You may not have noticed that you have a problem with fire stations, but fortunately the Department of Communities & Local Government is there to put you right. Today, the bit of government that is all that remains of John Prescott's expensive and ephemeral empire unveiled its "vision for a new generation of open, accessible, inviting and environmentally friendly fire stations" in the shape of its guide, Achieving Design Quality in Fire and Rescue Buildings.
We need this? Apparently, yes. "The design of many fire stations - often intimidating and closed-looking Victorian buildings - does not make them naturally attractive places for the public," it says here. "The popular image of fire stations is often of red bay doors opening briefly to allow out a blue light fire engine before closing again to the outside world."
Um, yes. They have fire engines in them, when there's a fire the doors open and the fire engines go to the fire. Your point is?

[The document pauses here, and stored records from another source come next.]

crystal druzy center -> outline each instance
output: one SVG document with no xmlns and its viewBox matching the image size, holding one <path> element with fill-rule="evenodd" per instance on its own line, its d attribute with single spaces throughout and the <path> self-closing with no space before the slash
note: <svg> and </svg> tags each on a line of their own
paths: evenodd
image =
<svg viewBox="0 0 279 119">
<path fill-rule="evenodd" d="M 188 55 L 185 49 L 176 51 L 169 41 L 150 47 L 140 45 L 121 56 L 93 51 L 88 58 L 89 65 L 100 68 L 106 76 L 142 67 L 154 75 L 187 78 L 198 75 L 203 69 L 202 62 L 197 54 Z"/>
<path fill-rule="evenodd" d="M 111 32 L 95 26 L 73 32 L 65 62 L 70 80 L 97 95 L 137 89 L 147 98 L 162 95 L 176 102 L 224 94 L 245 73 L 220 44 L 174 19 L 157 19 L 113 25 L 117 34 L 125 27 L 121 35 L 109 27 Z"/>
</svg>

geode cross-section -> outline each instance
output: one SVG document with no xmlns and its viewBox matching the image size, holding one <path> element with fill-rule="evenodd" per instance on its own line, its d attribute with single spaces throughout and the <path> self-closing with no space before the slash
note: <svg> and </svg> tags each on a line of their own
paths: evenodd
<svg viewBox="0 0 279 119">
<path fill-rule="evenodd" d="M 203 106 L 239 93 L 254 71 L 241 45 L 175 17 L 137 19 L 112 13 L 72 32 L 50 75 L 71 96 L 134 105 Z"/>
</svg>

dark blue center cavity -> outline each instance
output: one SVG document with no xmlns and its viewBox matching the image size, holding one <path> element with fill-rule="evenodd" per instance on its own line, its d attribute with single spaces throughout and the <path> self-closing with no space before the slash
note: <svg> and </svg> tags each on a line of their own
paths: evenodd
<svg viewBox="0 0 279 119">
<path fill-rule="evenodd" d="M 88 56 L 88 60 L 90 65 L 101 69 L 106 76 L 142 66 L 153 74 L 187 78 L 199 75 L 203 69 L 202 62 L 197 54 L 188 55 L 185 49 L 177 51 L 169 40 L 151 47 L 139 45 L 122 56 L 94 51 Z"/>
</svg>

Well, apparently this is A Bad Thing, and the design guide is intended to change this. "Firefighters' first job will always be fighting fire, but stations can also play a greater role in promoting good community relations by opening up to them and putting a greater emphasis on prevention by increasing education about fire safety," said Fire Minister Parmjit Dhanda.
We have a Fire Minister? Apparently we do, although a swift look at Parmjit Dhanda's web site suggests it's news to him too - he thinks he's Minister for Cohesion and Neighbourhoods.
He continues: "Many of our traditional fire stations are magnificent buildings that are an important piece of the architectural landscape and play an important part in local communities. But we want to add to the range of buildings and facilities that the fire and rescue services have at their disposal." When the department whose hobbies include knocking down Liverpool starts talking about magnificent buildings, traditional fire stations should feel nervous.
The trouble with fine old buildings, of course, is that they're not environmentally friendly (the guide announcement is headlined "Green fire stations to open up to local communities"). And they don't "offer high tech facilities",* aren't "welcoming and accessible to the community", or environmentally friendly". They don't meet the needs of diverse communities, "reflecting them in their workforce."
So the guide suggests new uses that would help engage the local community (and, one might speculate, point towards alternative roles for fine old but redundant buildings). Hosting community events and services, "on site cashpoints", car parking space for rural areas, and providing "space for art displays." Or property development opportunities - but we made that last bit up (possibly). ®
* NB, this is the tech angle. Thank you.